Snow was falling. Countless thin, fine flakes circled and eddied, drifted earthward, and swept up again caught in some local draught. Through the lace work of black, quivering branches the backs of the houses across the courtyard showed pallid and gaunt. Far below, on the frost-bitten grass-plat, the lichen-stained nymph tilted her ice-bound pitcher above the frozen basin. The familiar scene in its present aspect was indescribably dreary, provocative of doubting, distrustful thoughts. With a movement of impatience, her expression hard, her charming lips compressed, the young woman turned away, conscious of being foolishly, unreasonably out of conceit with most things. Doing so, the bust of her husband confronted her, seeming to watch her from out the blank cavities in the eyeballs which so uncomfortably travesty sight. An expression of amused, slightly cynical inquiry rested upon the sculptured face. This, in her present somewhat irritable and over-sensitized condition, she resented, finding it singularly unpleasant. She moved rapidly away along the gallery. Then stopped dead.

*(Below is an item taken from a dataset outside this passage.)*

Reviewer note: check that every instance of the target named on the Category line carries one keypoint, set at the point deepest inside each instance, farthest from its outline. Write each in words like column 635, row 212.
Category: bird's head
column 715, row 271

From the dining-room came a joyful racket. But, to her astonishment, cutting through the rippling staccato of children's talk and laughter, came the grave tones of a man's voice. Hearing which, steady of nerve and strong though she was, Gabrielle turned faint. The blood left her heart. She made for the nearest window-seat and sank down on it.—Horace was there, in the dining-room, playing with Bette and her little friends as he so dearly loved to play. The fact of her widowhood, the past eighteen months of freedom, became as though they were not. In attitude and sentiment she found herself relegated to an earlier period, against which her whole nature rose in rebellion. She realized how quite horribly little she wanted to see Horace again, or renew his and her former relation. Realized her jealousy of him in respect of her child. Realized, indeed, that, notwithstanding his many attractive qualities and invariable kindness, his resurrection must represent to her something trenching upon despair.

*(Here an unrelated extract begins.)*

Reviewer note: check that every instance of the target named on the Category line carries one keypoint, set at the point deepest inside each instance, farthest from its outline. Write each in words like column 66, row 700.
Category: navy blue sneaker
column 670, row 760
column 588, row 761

Yet it was cruel, she knew, heartless, to feel thus. She glanced in positive mental torment at the marble bust. It still watched her, through the haggard clarity of the snow-glare, with the same effect of cynically questioning criticism and amusement, almost, so she thought, as one should say: "My dear, be consoled. Even had I the will, I am powerless to return and to claim you. Follow your own fancy. Make yourself perfectly easy. Have no fear but that I am very effectually wiped out of your life."